4. The amplitude level detector outputs an absolute value circuit for outputting the absolute value of the amplitude level of each divided channel signal, and the maximum absolute value of the amplitude level within the frame length as the maximum amplitude level. The speech analysis and synthesis apparatus according to claim 2 or 3, further comprising a maximum value detection circuit.

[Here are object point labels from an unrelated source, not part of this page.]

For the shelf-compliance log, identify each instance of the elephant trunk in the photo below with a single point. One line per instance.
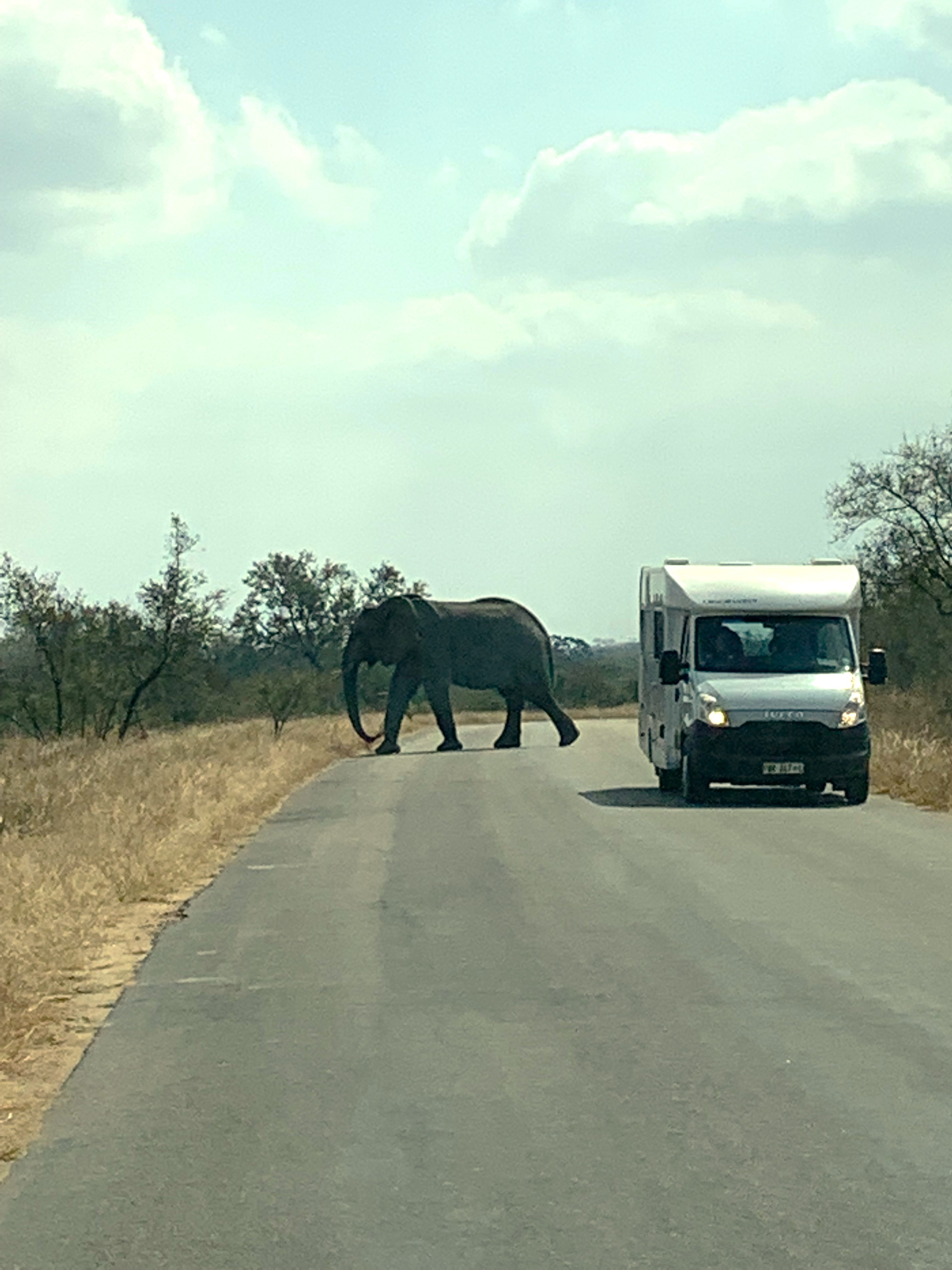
(352, 662)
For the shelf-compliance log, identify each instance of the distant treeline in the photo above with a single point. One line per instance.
(899, 508)
(73, 667)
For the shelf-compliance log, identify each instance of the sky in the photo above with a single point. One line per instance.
(518, 295)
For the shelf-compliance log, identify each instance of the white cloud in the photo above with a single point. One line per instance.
(918, 22)
(103, 143)
(353, 150)
(862, 146)
(106, 145)
(268, 139)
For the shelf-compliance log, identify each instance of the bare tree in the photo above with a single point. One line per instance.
(44, 618)
(178, 616)
(296, 608)
(903, 505)
(386, 581)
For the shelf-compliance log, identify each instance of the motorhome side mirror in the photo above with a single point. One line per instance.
(669, 667)
(878, 672)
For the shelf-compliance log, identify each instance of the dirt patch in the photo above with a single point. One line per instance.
(71, 1020)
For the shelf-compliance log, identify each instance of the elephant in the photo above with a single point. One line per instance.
(487, 643)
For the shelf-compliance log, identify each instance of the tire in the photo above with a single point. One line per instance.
(858, 789)
(694, 788)
(668, 779)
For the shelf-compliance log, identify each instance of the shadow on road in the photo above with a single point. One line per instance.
(649, 796)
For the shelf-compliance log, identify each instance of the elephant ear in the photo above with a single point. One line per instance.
(400, 632)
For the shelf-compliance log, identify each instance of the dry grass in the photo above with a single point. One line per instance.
(92, 827)
(912, 748)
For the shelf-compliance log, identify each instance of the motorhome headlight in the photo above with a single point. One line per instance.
(853, 712)
(712, 712)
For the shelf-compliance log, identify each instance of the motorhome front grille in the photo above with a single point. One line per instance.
(786, 738)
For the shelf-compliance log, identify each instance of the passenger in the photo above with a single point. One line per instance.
(723, 649)
(729, 649)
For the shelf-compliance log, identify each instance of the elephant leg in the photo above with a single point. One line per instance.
(402, 689)
(544, 699)
(511, 736)
(439, 694)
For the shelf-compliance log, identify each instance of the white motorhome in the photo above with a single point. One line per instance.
(751, 675)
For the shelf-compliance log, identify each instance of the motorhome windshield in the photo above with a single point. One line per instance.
(774, 643)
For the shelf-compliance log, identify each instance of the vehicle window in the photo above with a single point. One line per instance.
(782, 644)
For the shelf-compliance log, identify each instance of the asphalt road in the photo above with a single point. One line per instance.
(517, 1010)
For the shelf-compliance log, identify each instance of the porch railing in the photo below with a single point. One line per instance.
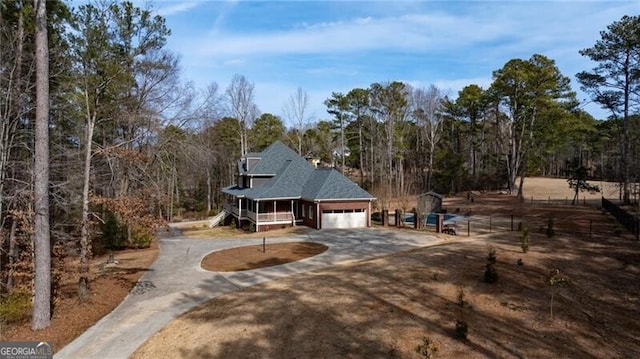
(230, 208)
(275, 217)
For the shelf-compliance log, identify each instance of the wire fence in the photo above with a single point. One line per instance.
(485, 224)
(628, 220)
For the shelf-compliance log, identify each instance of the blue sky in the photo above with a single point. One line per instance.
(330, 46)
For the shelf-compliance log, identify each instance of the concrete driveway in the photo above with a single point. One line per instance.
(175, 282)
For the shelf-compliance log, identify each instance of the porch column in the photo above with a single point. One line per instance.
(293, 217)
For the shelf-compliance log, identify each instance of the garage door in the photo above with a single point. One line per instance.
(335, 219)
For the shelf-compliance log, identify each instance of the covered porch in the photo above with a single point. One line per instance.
(264, 213)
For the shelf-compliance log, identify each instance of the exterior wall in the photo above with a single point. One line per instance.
(309, 221)
(259, 181)
(251, 162)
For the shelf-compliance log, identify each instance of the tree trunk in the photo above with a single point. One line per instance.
(85, 250)
(42, 286)
(209, 191)
(12, 251)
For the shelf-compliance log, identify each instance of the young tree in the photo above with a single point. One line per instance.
(337, 106)
(42, 287)
(521, 91)
(578, 181)
(614, 82)
(266, 130)
(240, 95)
(470, 107)
(295, 109)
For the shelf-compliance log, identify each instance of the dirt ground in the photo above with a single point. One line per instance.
(252, 257)
(387, 306)
(383, 308)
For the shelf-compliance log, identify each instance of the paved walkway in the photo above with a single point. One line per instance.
(175, 283)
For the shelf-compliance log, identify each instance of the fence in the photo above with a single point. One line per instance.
(486, 224)
(629, 221)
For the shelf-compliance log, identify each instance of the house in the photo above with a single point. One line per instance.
(277, 188)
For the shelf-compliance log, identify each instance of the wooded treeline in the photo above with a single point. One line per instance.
(132, 145)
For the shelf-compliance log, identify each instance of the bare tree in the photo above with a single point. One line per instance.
(42, 299)
(295, 110)
(240, 95)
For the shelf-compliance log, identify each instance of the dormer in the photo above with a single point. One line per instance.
(250, 162)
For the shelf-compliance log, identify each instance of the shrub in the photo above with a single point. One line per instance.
(427, 349)
(462, 329)
(525, 240)
(490, 274)
(462, 300)
(15, 307)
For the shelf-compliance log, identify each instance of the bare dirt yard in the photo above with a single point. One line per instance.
(388, 306)
(385, 307)
(109, 285)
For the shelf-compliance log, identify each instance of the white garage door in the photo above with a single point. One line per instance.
(344, 220)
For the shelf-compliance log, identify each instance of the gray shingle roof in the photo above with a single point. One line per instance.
(294, 177)
(325, 184)
(273, 158)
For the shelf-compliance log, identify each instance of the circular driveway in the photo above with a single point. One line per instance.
(175, 282)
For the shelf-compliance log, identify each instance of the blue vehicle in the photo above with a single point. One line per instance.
(430, 219)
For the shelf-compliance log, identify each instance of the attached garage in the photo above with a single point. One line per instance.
(344, 218)
(344, 214)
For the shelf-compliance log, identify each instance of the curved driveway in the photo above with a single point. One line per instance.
(175, 282)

5. A quantizer for converting the quantization level into a quantization level corresponding to the maximum amplitude level and for determining a quantization step width in the encoder, and then encoding the quantization level. Level conversion coding circuit, and outputs the coding result of the quantization level when there is no sound in which the quantization level does not exceed the reference level as a silence determination signal, and encodes the quantization level when there is sound An analysis-side silence determination circuit that outputs a result, and an analysis-side quantization step width decoding conversion circuit that converts the encoding result to the quantization step width and outputs the result to the encoder, further comprising: The coding result sent from the analyzing side to the synthesizing side outputs the coding result when there is no sound which does not exceed the reference level to the decoder as a silence judgment signal and when there is sound coding. Give results And a synthesis side silence determination circuit that applies the output, and converts the coding result when there is sound into a quantization step width for decoding the encoded divided channel signal sent from the analysis side to the synthesis side. The speech analysis and synthesis apparatus according to claim 4, further comprising: a synthesis side quantization step width conversion circuit which outputs the speech to the decoder.